Dengan posisi rumahnya yang berdekatan dengan hutan, Ating sempat menghabiskan hari-hari dengan kegelisahan pada tahun 2019 lalu. Ating kerap terbangun di malam hari selepas mendengar suara-suara janggal yang berasal dari belakang rumahnya. Suara-suara tersebut terdengar familiar, tetapi ia tak mampu menebak asalnya.

Suatu malam, ia keluar melihat sumber suara. Tak menemukan sumbernya, Ating justru mendapati sejumlah buah kelapa telah hilang dari pohon kelapa di pekarangannya. Dugaannya, seseorang telah mencuri kelapa-kelapa tersebut. 

Sebelumnya, Ating tak pernah memasang kamera pengintai untuk menjaga rumahnya. Ia begitu percaya pada lingkungan tempat tinggalnya, selalu merasa aman dan nyaman. Namun, sejak rangkaian malam dipenuhi suara-suara asing dan kelapa yang tiba-tiba hilang, ia mulai merasa ada yang janggal. Ating pun mulai memasang sejumlah kamera pengintai di sejumlah sudut di kediamannya.

“Hasilnya saya temukan, memang ada [yang] mengambil kelapa,” ungkap Ating. 

Ternyata suara tersebut berasal dari seekor babirusa yang kini telah menjadi teman dekatnya.

“Kami bersepakat memberi namanya Coco. Karena suka makan kelapa.” Ating tertawa.

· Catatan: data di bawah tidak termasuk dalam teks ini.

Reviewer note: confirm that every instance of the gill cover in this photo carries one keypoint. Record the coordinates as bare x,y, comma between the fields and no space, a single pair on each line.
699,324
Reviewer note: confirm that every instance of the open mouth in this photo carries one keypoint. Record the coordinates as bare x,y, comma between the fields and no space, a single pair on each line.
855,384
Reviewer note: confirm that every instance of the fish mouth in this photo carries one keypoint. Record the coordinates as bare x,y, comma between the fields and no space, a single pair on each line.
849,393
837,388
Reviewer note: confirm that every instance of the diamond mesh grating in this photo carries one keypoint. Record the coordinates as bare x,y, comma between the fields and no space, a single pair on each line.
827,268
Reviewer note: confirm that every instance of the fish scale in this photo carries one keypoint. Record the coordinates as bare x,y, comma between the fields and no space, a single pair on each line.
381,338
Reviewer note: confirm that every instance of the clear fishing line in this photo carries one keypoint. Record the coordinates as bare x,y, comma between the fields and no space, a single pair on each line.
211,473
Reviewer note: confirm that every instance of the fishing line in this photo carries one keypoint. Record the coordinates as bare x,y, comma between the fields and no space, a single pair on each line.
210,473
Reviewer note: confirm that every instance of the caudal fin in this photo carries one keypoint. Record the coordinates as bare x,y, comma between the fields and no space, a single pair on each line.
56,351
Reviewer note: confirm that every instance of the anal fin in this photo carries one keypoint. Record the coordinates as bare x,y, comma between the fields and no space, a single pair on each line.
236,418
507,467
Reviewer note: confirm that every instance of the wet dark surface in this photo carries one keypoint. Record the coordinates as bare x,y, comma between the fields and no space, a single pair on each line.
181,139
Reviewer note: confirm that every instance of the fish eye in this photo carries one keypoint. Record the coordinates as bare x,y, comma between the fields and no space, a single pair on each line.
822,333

Selepas mengetahuinya, Ating justru dengan sengaja menambah jumlah kelapa di pekarangannya. 

“Kelapa yang diambil digunakan untuk bertahan hidup. Dia makan lalu pergi. Hanya menyisakan batoknya saja,” kisah Ating.

Ating juga menanami beberapa sayuran, umbi-umbian, dan pisang di kebunnya. Namun Coco justru merusaknya.

Secara perlahan, Ating mencoba mendekatinya, walau ia menyadari bahwa Coco mungkin menganggapnya sebagai ancaman. Namun, pada akhirnya, Ating pun berhasil mendekati Coco.

Ating memberi sentuhan pertama tepat di kepala Coco. Selepas itu, ia terus mengulanginya setiap bertemu. Lama kelamaan, Coco pun mulai percaya dengan Ating, hingga kini Ating kerap memeluknya.

“Banyak orang yang bilang, butuh trik dan bantuan kecanggihan teknologi hanya untuk melihatnya saja. Itu pun harus berjarak dan menyamar. Tapi, di sini, saya sudah berteman dengannya, sangat dekat sekali,” kata Ating.

Pertemanan antara Ating, Medi, dan Coco sudah berjalan selama tiga tahun. Namun, keberadaan babirusa tak sepenuhnya aman. Masih banyak yang melihat mereka sebagai ancaman, sehingga mereka rentan diburu. Babirusa seringkali masih dianggap hama oleh masyarakat lokal. 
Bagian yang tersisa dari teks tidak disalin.